Así como tenemos la convicción de que EEUU no puede asegurar y potenciar sus intereses aislándose de sus vecinos, también estamos persuadidos de que con la confrontación estéril que implica el antiamericanismo de nuestras elites, principalmente las políticas, no se abrirán cauces efectivos a la solución de los problemas que padecemos. Mientras no admitamos que los latinoamericanos necesitan más de los EEUU que ellos de nosotros, nos guste o no, habrá pocas posibilidades reales de convergencia y entendimiento. En tanto sigamos viéndolos como un bloque compacto, sin matices, y nos neguemos a identificar allí las distintas visiones, las autonomías de sus poderes políticos y la variedad de intereses sociales, no comprenderemos las potencialidades que albergan nuestras relaciones con ellos.

Si en EEUU se imponen la arrogancia y las conductas aislacionistas o unilateralistas, y el poder blando del que habla J. Nye Jr. es sustituido por la mera fuerza de la superpotencia planetaria, tampoco será posible un mundo en paz o un hemisferio integrado y seguro. Entre “el grande la familia”, como lo llamó Rómulo Betancourt, y el resto de los países deben fortalecerse los lazos con base en principios de respeto y equidad.

Con los norteamericanos, VENEZUELA ha sostenido relaciones respetuosas y cordiales durante 200 años. Es nuestro principal socio comercial. Nunca nos hemos enfrentado en guerras, ni ellos nos han agredido militarmente. Incluso cuando las cañoneras de varios países europeos bloquearon nuestros puertos principales a comienzos del siglo XX, EEUU se puso de nuestra parte. En nuestro negocio más importante, el petrolero, gradualmente fuimos tomando el control de su industria que ellos manejaron hasta nacionalizarla, y esto no fue motivo para confrontaciones violentas ni graves tensiones. EEUU invierte en Venezuela, ajustándose a nuestras leyes, y nos proveen de tecnologías y otros bienes de los que no disponemos. Los venezolanos invertimos en el Norte sin problemas. Nuestro comercio de importación alcanza cifras significativas.

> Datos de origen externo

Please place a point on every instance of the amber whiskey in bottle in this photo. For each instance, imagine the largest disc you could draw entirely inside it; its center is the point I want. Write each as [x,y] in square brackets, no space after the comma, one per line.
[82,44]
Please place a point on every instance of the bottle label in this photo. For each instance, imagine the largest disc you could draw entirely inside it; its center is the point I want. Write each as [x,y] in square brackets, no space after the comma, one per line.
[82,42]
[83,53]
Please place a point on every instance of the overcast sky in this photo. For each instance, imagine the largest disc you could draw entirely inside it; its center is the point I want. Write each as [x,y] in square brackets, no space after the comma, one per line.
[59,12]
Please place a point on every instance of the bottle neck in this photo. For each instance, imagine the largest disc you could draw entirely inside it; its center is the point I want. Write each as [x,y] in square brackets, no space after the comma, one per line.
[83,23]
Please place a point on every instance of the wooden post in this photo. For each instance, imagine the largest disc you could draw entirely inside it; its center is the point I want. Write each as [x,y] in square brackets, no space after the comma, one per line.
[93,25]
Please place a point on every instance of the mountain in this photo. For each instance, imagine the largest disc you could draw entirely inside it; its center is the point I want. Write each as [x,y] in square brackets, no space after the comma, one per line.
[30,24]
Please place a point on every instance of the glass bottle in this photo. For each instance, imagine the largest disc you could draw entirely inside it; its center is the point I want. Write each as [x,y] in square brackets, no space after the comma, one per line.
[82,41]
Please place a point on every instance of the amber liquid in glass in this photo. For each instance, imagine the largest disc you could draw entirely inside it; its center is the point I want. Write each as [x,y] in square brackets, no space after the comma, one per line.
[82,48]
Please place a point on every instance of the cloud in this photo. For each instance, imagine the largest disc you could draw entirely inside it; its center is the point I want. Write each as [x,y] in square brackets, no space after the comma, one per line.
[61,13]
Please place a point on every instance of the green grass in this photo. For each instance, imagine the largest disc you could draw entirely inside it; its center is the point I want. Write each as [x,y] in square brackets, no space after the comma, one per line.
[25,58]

¿Tenemos razones válidas para dañar estas relaciones fructíferas para ambos? ¿Qué clase de extraña locura puede conducir a un gobernante a socavar unos vínculos históricos sólidos, satisfactorios y provechosos, mediante ataques personales, insultos y hasta expresiones vulgares y soeces?

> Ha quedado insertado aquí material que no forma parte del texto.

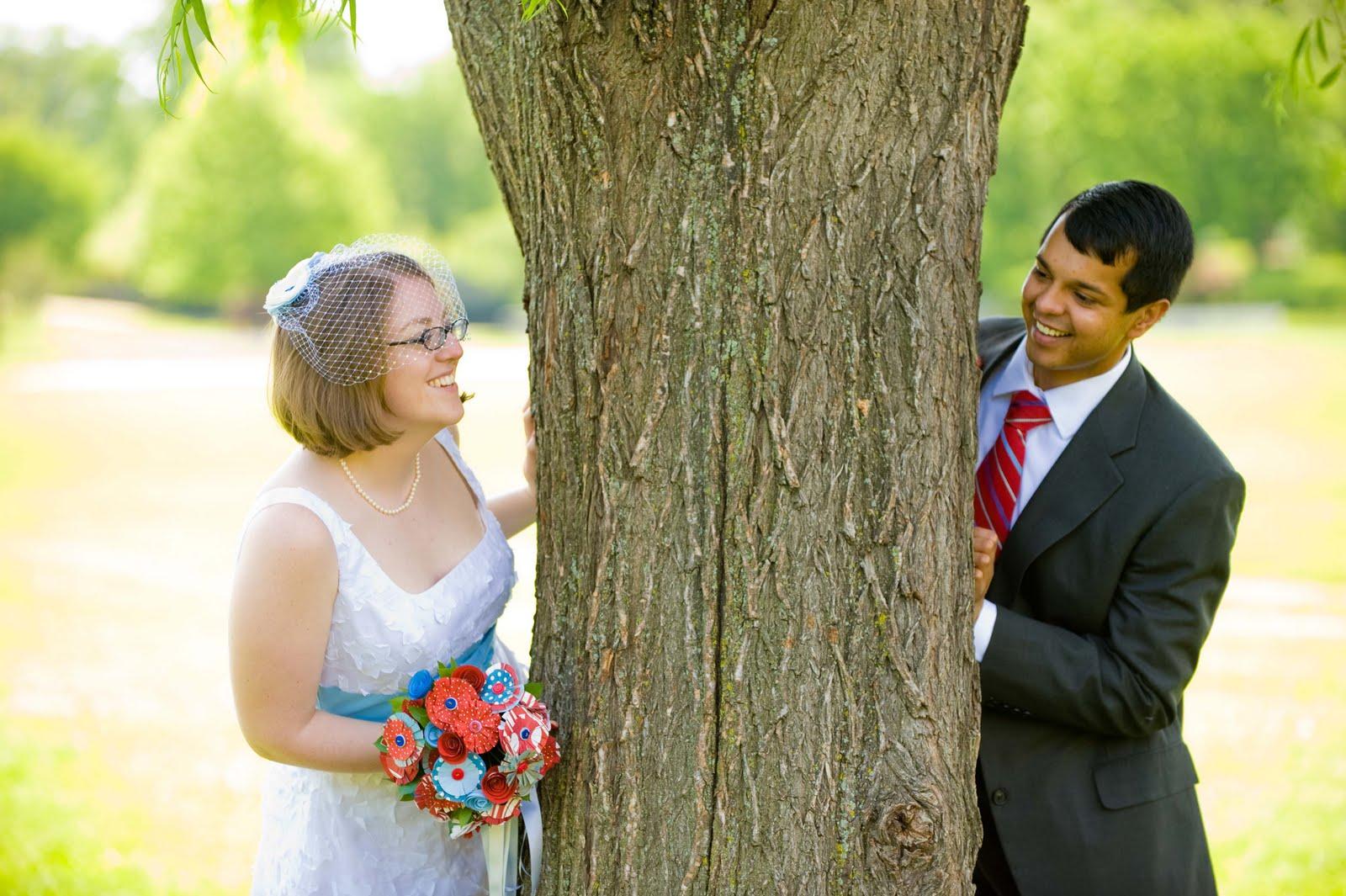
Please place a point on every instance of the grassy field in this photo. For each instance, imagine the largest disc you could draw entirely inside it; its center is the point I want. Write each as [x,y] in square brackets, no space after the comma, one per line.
[132,447]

América Latina y EEUU están condenados a entenderse y lo seguirán haciendo. El desencuentro o la bifurcación de caminos que se produjo a partir de la independencia, que algunos perturbados quieren ampliar, tiene que transformarse en una confluencia vigorosa y auspiciosa. Se impone la convergencia, el diálogo y la armonía. En una América incluyente no puede haber espacio para los resentimientos históricos, los prejuicios, los complejos y la arrogancia. La confrontación estéril no conduce a ningún lado. Las ideologías anacrónicas y la irracionalidad no pueden seguir signando nuestras relaciones.

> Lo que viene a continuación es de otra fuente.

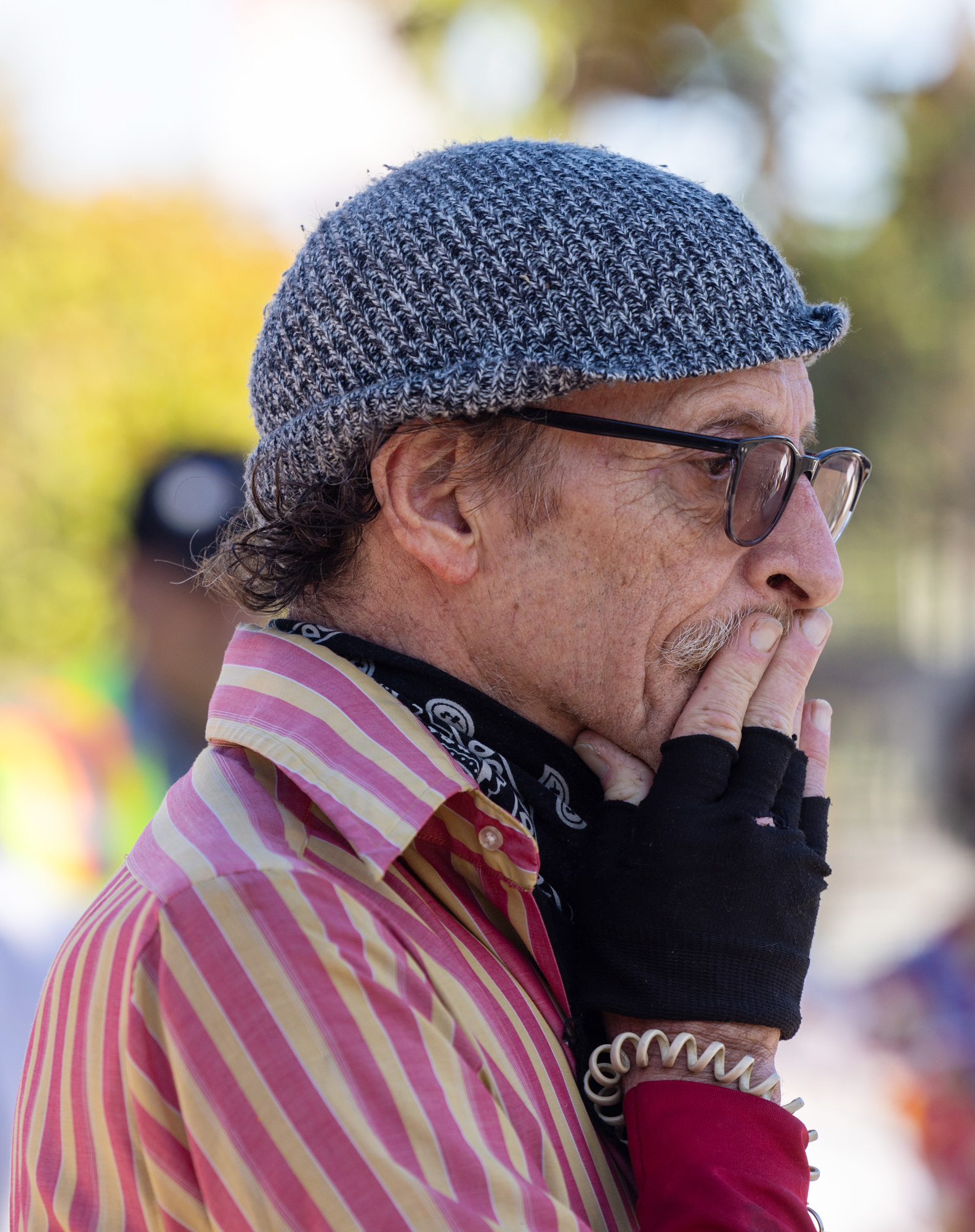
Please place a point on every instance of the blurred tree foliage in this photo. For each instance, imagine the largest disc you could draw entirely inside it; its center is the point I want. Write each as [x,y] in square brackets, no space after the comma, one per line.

El desigual desarrollo que ha caracterizado el continente americano hasta hoy no es un destino ni una fatalidad. Los resultados contrastantes de hoy entre la América anglosajona y la hispánica tienen que mucho que ver con una visión que ha pretendido colocarnos como antagonistas irreconciliables y condenados a vivir aislados, so pretexto del idioma y/o de las raíces española e inglesa. Estamos obligados por la geografía, la historia, la economía y los valores occidentales a entendernos. Por encima de todo, el hemisferio deber concebirse, como diría Vargas Llosa, en términos de “la realización de un futuro y no como la resurrección del pasado”.